In the advance to President Obama’s Afghan speech, one of the worst fears of observers was that a drawdown of American troops would open the door for other NATO members to withdraw troops as well. As my colleague Gary Schmitt wrote:
Given how little support there is among most of our allies’ populations for being in Afghanistan, it will be impossible for them to not react with deep reductions of their own—multiplying the problem of having too few (or, at best, just enough) troops in theater.
These fears were well-grounded. Although Germany has been more circumspect regarding any troop reductions in Afghanistan since Obama’s address, France responded immediately with cuts of its own. France will reduce its 4,000-troop contingent along the same timeline- and in the same proportions- as the United States. And, now it appears that the United Kingdom may accelerate its withdrawal from Afghanistan, bringing home an additional 500 troops (beyond the promised 426 by the end of 2012). If Germany and other nations follow suit, more strains will be placed on an already overstretched ISAF.
The arrangement of ISAF, with national forces deployed in quantity to specific areas, gives drawdowns a local complexion. British troops, for example, are found principally in Helmand Province, the site of some of the hardest fighting during the Afghan War. Helmand has benefited from an increased troop presence and a sustained campaign to defeat the Taliban. Still, while the fate of Helmand is far from determined, the effect of the British drawdown will be mitigated by the significant American (and, to a lesser degree, Danish and Georgian) presence in the province.
Meanwhile, French troops operate principally in two areas: Kapisa Province and the Surobi district of Kabul Province. Kapisa, adjacent to Kabul, has been important in establishing the security of the Afghan capital, and was a recipient of additional troops in the early 2009 surge after a period of unrest. Surobi, situated along the highway between Kabul and Jalalabad, has long been considered a vital geopolitical cog.

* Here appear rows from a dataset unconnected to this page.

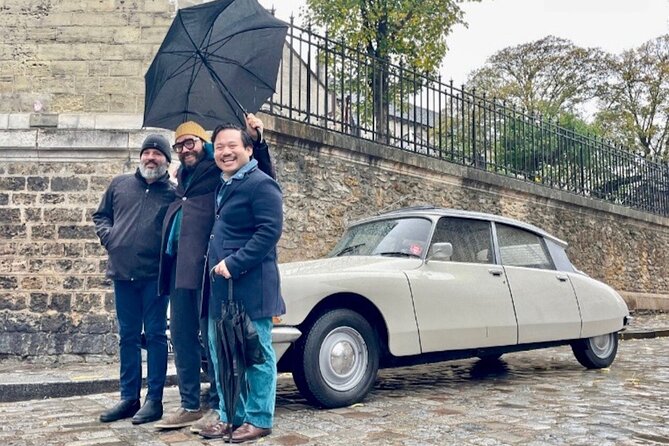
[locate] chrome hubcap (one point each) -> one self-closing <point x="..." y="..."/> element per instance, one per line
<point x="343" y="358"/>
<point x="602" y="346"/>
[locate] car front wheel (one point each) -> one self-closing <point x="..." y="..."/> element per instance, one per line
<point x="596" y="352"/>
<point x="337" y="359"/>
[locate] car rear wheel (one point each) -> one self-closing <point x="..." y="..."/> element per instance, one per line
<point x="596" y="352"/>
<point x="337" y="358"/>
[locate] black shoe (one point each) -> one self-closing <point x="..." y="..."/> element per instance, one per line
<point x="150" y="411"/>
<point x="123" y="409"/>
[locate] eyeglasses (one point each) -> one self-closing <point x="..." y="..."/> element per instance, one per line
<point x="186" y="143"/>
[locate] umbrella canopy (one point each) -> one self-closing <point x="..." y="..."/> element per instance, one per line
<point x="218" y="61"/>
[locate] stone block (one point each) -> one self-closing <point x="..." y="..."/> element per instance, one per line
<point x="24" y="199"/>
<point x="124" y="103"/>
<point x="97" y="103"/>
<point x="10" y="214"/>
<point x="69" y="184"/>
<point x="62" y="215"/>
<point x="68" y="102"/>
<point x="119" y="121"/>
<point x="8" y="283"/>
<point x="9" y="232"/>
<point x="52" y="249"/>
<point x="83" y="32"/>
<point x="98" y="283"/>
<point x="76" y="232"/>
<point x="42" y="232"/>
<point x="43" y="120"/>
<point x="38" y="302"/>
<point x="113" y="85"/>
<point x="83" y="139"/>
<point x="87" y="344"/>
<point x="76" y="120"/>
<point x="19" y="121"/>
<point x="32" y="215"/>
<point x="61" y="302"/>
<point x="85" y="303"/>
<point x="51" y="198"/>
<point x="12" y="183"/>
<point x="32" y="283"/>
<point x="55" y="323"/>
<point x="73" y="249"/>
<point x="82" y="168"/>
<point x="73" y="283"/>
<point x="127" y="35"/>
<point x="37" y="183"/>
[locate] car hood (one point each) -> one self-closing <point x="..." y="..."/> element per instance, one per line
<point x="348" y="264"/>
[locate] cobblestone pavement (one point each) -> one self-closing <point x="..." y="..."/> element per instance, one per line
<point x="532" y="398"/>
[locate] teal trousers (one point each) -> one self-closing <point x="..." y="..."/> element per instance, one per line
<point x="258" y="397"/>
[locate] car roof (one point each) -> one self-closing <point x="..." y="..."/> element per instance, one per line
<point x="436" y="212"/>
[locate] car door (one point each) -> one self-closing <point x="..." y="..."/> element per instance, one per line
<point x="545" y="302"/>
<point x="463" y="302"/>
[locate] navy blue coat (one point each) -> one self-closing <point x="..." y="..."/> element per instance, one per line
<point x="197" y="204"/>
<point x="247" y="227"/>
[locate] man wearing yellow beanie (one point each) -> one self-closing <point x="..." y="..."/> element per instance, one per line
<point x="186" y="231"/>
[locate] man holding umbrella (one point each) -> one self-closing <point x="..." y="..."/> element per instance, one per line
<point x="185" y="236"/>
<point x="247" y="227"/>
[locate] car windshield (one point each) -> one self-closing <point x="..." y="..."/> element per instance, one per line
<point x="399" y="237"/>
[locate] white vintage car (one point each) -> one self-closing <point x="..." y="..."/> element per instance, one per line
<point x="427" y="284"/>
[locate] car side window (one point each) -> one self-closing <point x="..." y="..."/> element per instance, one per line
<point x="471" y="239"/>
<point x="519" y="247"/>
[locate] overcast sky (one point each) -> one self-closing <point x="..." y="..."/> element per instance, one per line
<point x="613" y="25"/>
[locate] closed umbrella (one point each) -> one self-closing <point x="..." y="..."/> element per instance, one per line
<point x="237" y="347"/>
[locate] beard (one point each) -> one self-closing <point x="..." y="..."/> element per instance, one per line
<point x="154" y="173"/>
<point x="198" y="156"/>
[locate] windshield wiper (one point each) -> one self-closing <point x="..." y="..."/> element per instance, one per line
<point x="397" y="253"/>
<point x="349" y="249"/>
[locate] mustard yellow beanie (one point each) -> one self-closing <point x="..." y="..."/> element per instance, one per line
<point x="191" y="128"/>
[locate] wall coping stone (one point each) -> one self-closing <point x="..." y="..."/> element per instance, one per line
<point x="114" y="136"/>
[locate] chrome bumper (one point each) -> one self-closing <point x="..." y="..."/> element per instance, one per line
<point x="282" y="337"/>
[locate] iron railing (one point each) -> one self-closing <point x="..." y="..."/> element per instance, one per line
<point x="327" y="84"/>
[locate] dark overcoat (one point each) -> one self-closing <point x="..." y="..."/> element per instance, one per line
<point x="247" y="227"/>
<point x="196" y="201"/>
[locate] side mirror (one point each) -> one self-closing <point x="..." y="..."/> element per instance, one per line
<point x="441" y="251"/>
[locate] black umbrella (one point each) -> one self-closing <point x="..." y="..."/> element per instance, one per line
<point x="218" y="61"/>
<point x="237" y="348"/>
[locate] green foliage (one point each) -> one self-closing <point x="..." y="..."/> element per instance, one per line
<point x="634" y="100"/>
<point x="393" y="37"/>
<point x="549" y="76"/>
<point x="408" y="32"/>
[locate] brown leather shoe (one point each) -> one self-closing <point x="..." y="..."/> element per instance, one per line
<point x="248" y="432"/>
<point x="218" y="430"/>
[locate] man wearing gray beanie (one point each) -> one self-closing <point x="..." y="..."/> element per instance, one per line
<point x="128" y="223"/>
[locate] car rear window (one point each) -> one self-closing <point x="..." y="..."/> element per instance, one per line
<point x="519" y="247"/>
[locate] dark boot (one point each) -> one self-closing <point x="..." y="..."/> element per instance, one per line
<point x="150" y="411"/>
<point x="123" y="409"/>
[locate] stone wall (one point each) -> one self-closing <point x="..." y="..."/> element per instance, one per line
<point x="80" y="56"/>
<point x="56" y="304"/>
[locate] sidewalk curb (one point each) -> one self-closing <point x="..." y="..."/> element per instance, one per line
<point x="643" y="334"/>
<point x="36" y="391"/>
<point x="12" y="392"/>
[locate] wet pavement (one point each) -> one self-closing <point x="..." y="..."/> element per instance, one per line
<point x="542" y="397"/>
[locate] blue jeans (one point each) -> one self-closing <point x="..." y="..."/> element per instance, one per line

It appears now that the French will meet their drawdown numbers by removing troops from Surobi (Kapisa is more contested and has seen a number of ISAF casualties this year). But even Surobi has not always been as tranquil as it is today. In one of the more infamous incidents of the war, French paratroopers were ambushed after replacing Italian troops who had “pacified” the area through bribes to local militants—and who had failed to inform the French of this practice. The August 2008 ambush was followed by a campaign to secure the area, reaching a tenuous local peace. It may well be that Afghan security forces are now able to take over for the French in Surobi, but it is an uncertain proposition in a strategic district.
As problematic as British and French troop reductions may be, a drawdown of the German contribution would be riskier still. Germany, charged with overseeing Regional Command North from Mazar-e Sharif, has witnessed a spate of violence and upheaval since 2008. Although the lifting of Bundeswehr restrictions on engagement and a bolstered American presence in the region have succeeded in shifting momentum in ISAF’s favor, the situation remains uneasy and undecided. Should Germany follow France’s (and by extension America’s) lead in reducing its presence, these gains would be jeopardized.
Last Thursday, Chairman of the Joint Chiefs of Staff Michael Mullen characterized President Obama’s drawdown as undertaking an “acceptable level of risk.” But beyond the risk of withdrawing American troops lies the prospect for a more dramatic and widespread drawdown across ISAF. In this way, the future of the Afghan War may rest with the chancelleries of Europe.